Title: The Vaster Wilds
Author: Lauren Groff
Reviewer: Heather O’Leary
Synopsis: Follow an unnamed servant as she escapes the horrors of famine and disease of the Jamestown settlement and flees alone into the wilderness. Flashbacks slowly reveal how “the girl,” as she is referred to in the book, came to Jamestown from London and what lead to her desperate escape.  
Reads like: Historical fiction, mixed with the tv show “Alone.”  
What I thought: Once I started reading The Vaster Wilds it was nearly impossible for me to stop. Now that I am done reading the book, I cannot stop thinking about it. It was beautiful and brutal at the same time. I would caution that Groff pulls no punches when exploring the violence of humanity, diseases, and nature. By the end of the book, I felt in awe of Groff’s descriptions of the wilderness and the capacity of “the girl” to overcome such extreme circumstances...and very grateful for modern medicine.  
Availability: at the BPL 


Title: Scythe
Author: Neal Shusterman
Reviewer: Tanner Walling
Synopsis: This book, and this series by extension, are easily my favorite books I have ever read. In a world where the Thunderhead, a benevolent AI, oversees everything on the planet and people do not die of natural causes, a group called the Scythedom are formed outside of the jurisdiction of the Thunderhead to curb overpopulation. With the Scythes responsible for dealing death in a post-mortal society, the book brings up a myriad of questions about life, death, mortality, corruption, and the future of our global civilization.

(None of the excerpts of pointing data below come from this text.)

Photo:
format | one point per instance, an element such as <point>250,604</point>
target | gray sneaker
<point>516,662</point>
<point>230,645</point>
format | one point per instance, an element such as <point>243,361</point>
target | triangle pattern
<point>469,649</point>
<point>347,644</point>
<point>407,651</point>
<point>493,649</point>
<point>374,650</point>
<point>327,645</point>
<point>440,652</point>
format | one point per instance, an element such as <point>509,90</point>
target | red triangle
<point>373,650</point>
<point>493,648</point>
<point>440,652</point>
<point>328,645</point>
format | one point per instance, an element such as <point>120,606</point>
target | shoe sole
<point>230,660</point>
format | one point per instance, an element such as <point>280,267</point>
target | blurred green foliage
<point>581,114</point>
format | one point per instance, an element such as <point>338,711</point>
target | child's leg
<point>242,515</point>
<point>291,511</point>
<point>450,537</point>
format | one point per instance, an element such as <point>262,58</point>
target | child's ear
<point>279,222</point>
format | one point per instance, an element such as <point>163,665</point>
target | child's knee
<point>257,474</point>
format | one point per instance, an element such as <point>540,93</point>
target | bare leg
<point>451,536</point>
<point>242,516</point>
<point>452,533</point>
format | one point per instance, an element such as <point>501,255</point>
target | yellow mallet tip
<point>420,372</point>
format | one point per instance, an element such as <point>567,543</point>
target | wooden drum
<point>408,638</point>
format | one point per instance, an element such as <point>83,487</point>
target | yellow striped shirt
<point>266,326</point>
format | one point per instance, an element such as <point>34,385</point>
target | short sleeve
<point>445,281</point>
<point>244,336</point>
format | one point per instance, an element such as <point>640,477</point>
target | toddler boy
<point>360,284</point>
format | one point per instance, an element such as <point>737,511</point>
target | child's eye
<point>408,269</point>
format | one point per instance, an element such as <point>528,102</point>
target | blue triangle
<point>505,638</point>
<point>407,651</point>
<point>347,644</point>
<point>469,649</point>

What I thought: I recently finished the final book in the trilogy, and it was captivating up until the very last page. Alternating between the perspectives of numerous different characters, Shusterman gives you a nuanced look at this supposedly utopic future and the complexities of solving all of our wordly problems. If you like loved the dystopian phase of the early 2010s and want a book that flips that concept on its head, or are a fan of thought-provoking science fiction, I cannot recommend this book, and series, enough. It is science fiction excellence. 
Availability: Boston Public Library (eBook & Print) 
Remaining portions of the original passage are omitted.